We have traveled far. From Arjuna's trembling hands to the eternal soul. From the churning gunas to the stillness of surrender. From fighting change to welcoming it as teacher.

The Bhagavad Gita does not offer escape from change. It offers something more valuable - the ability to meet change without losing yourself. To flow with the river of life while anchored in what does not flow. To love fully, act completely, and release utterly.

This is not achieved in a single reading. It is lived into. Practiced. Forgotten and remembered. Lost and found again. But the path is clear. And you have already begun.

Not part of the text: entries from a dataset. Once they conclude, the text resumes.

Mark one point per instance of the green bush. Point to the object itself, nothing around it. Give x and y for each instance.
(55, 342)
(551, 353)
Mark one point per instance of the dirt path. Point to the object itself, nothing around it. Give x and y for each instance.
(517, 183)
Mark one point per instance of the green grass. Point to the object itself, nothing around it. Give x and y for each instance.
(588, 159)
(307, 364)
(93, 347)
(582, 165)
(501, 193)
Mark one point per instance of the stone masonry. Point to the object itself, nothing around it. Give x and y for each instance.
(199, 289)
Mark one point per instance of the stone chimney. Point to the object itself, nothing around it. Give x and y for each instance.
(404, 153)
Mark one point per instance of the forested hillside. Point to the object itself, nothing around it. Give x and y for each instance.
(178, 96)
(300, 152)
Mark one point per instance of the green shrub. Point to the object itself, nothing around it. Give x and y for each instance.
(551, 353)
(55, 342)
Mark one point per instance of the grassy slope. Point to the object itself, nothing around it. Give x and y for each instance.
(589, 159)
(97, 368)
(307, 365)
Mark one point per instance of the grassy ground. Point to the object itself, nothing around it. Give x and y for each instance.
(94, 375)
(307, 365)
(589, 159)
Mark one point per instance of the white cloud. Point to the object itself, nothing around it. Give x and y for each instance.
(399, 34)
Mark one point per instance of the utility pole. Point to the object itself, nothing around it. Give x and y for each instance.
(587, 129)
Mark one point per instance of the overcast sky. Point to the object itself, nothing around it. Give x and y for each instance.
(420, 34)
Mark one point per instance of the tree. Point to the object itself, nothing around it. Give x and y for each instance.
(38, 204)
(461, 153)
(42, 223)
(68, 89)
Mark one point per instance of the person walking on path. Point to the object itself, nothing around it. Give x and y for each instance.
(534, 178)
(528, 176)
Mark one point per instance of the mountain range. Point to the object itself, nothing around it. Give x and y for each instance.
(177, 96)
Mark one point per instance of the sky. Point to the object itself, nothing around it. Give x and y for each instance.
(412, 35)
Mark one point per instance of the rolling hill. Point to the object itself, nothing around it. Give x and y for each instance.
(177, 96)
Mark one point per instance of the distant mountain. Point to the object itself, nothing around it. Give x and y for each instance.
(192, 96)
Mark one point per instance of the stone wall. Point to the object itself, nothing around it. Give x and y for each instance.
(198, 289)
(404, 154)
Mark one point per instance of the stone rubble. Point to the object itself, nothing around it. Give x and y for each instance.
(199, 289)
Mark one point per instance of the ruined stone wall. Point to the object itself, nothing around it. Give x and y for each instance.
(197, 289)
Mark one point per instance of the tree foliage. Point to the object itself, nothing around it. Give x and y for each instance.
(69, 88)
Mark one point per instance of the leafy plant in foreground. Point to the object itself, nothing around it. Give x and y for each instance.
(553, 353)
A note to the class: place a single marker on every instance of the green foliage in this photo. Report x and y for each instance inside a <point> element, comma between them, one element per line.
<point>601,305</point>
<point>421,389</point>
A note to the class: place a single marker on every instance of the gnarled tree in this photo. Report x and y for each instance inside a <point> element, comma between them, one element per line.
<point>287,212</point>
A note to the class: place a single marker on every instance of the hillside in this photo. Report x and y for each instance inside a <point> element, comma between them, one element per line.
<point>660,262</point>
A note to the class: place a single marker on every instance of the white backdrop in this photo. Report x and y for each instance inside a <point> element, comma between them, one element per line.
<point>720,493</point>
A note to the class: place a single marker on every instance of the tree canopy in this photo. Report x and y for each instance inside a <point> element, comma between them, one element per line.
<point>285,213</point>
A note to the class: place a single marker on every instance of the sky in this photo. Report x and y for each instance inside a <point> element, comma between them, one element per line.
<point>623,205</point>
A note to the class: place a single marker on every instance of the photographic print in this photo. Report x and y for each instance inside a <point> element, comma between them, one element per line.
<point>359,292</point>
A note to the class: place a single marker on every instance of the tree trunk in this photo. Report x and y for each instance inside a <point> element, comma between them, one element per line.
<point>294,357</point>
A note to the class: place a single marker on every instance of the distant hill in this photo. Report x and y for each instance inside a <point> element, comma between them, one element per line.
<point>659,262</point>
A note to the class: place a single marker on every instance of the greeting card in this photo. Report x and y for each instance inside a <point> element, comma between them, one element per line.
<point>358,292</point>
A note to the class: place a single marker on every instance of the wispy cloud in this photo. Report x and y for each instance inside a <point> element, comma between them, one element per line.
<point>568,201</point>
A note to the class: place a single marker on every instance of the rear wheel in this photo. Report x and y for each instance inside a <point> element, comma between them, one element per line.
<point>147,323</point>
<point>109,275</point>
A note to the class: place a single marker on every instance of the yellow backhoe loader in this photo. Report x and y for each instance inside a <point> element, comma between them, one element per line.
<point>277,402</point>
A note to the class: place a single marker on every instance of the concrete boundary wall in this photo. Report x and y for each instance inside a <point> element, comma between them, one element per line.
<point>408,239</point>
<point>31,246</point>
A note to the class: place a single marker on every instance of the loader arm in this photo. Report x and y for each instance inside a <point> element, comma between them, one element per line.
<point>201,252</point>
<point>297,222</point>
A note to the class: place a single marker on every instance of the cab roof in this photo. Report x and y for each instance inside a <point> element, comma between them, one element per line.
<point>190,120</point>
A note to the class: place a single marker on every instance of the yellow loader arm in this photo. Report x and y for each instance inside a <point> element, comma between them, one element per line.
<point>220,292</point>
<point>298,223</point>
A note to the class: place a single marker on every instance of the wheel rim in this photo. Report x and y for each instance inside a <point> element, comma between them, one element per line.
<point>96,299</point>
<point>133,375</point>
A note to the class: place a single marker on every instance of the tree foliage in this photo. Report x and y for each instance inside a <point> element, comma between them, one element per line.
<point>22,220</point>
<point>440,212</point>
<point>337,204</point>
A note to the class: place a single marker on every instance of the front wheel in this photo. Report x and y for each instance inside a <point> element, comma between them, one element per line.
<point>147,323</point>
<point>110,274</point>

  • The soul is eternal. What you truly are never changes - only the body and circumstances transform.
  • Change is inherent to material nature. The three gunas ensure that nothing in the physical world remains static.
  • Attachment creates suffering around change. It is not change itself that hurts, but our grip on what was.
  • Karma yoga allows engaged action without bondage. Act fully, release outcomes - this is the art of navigating change.
  • Equanimity is the mark of wisdom. Meeting success and failure, gain and loss, with the same inner balance.
  • Surrender is the ultimate freedom. Releasing control to the divine order removes the fear that change produces.
  • Every change is an invitation. A doorway, a teaching, an opportunity to grow in awareness and detachment.
  • Your identity is with the unchanging. Living from your eternal center transforms your experience of all that changes.
  • The Bhagavad Gita asks for engagement, not escape. Be in the world fully, while resting in what transcends it.

May these teachings serve you when change arrives at your door - uninvited, unexpected, unwelcome. May you meet it not as enemy but as messenger. And may you remember, in every transition, what has never changed and never will.